Last week, Iraqi Sunni tribal, political, rebel and business leaders met at the “Amman Conference to Save Iraq,” which urged the international community to act against the government of the embattled Shiite Prime Minister Nouri al-Maliki. The meeting was attended by several prominent figures from Saddam Hussein’s Baath party, who have been scattered in regional countries since the dictator’s 2003 fall.
“The majority who attended the conference in Amman are involved in the shedding of Iraqi blood,” claimed Qassim Atta, spokesman for the military commander-in-chief, adding they were wanted under terrorism laws.
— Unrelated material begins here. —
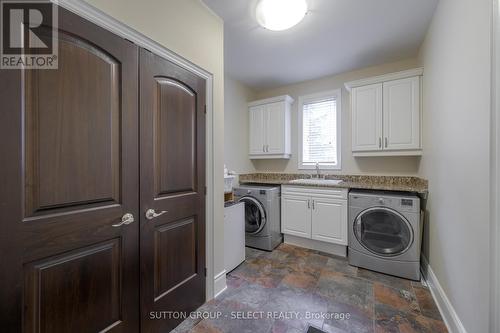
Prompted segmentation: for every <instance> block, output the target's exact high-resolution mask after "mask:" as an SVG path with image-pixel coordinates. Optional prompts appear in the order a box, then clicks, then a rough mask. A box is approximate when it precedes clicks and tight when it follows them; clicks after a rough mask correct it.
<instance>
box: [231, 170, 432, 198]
mask: <svg viewBox="0 0 500 333" xmlns="http://www.w3.org/2000/svg"><path fill="white" fill-rule="evenodd" d="M324 177H325V179H339V180H342V182H340V183H339V184H305V183H300V182H293V181H294V180H297V179H311V178H313V177H312V175H311V174H299V173H295V174H294V173H249V174H242V175H239V181H240V184H275V185H297V186H316V187H334V188H349V189H367V190H386V191H402V192H414V193H418V194H421V195H424V196H427V193H428V182H427V180H425V179H422V178H418V177H404V176H403V177H401V176H368V175H367V176H365V175H363V176H359V175H324Z"/></svg>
The participants themselves had insisted the aim of the meeting was to find a way out for Iraq from the current crisis, where jihadi-led militants have captured a third of the nation, the large Sunni population is up in rebellion, and there is only a dithering acting government in Baghdad.
At the news conference in the Iraqi capital, Qassim revealed the names of 20 prominent Sunnis who were at the Amman meeting and are wanted by Baghdad. He called on Jordan to extradite them to stand trial, and threatened to send their arrest warrants to Interpol, the international police.
Naming some prominent ex-Baathists, Qassim said: “Everyone knows who is Nasser al-Janabi and who is Bashar al-Faidhi and other such notorious figures. We will pursue them legally.”
“We call on the Jordanian side to hand them over because they conspired openly against the people and the democratic process and want to return to the previous regime, Halabja and Anfal,” Atta said, referring to anti-Kurdish genocide campaigns launched under Saddam in the 1980s.
Iraq has enjoyed historically good relations with its neighboring kingdom, despite internal and regional upheavals. Jordan has been the recipient of discounted Iraqi oil.
But Baghdad has been so infuriated with the meeting that it recalled its ambassador from Amman. The Iraqi foreign ministry posted a statement on its website demanding Jordan explain the hosting of the conference, calling it “internal interference.”
In what appears to be Baghdad’s answer to Sunni tribal leaders who attended the conference, Maliki held his own meeting with Sunni tribal chiefs from Anbar, Kirkuk, Saladdin and Nineveh. He called on them to “defend the security of the provinces against the terrorist groups.”
At the meeting Maliki and the tribal leaders agreed on forming committees to train and arm their tribesmen. “The government is ready to provide whatever the tribes need to protect their territories,” Maliki vowed.
After Sunni leaders from Anbar met in May in the Kurdish capital of Erbil, Maliki accused the Kurdistan Regional Government (KRG) and Turkey of supporting “terrorists” against his government, and said that Kurdistan has become a safe haven for Islamic and Baathist extremists.
The KRG dismissed the allegations as “absurd and unfounded,” and Kurdish ministers have since stayed away from attending government meetings and affairs.
The strained relations with Jordan are affecting trade, with large volumes of goods reportedly stuck on the border: Iraq is one of the largest importers of goods made in Jordan.
Jordan, a major ally of the United States, has been concerned about the rising Islamic extremism in the region. It has pursued a neutral policy toward political and security events in Iraq and Syria. The Amman conference was seen as a break from Jordan’s former tradition of disassociating itself from the internal affairs of Iraq.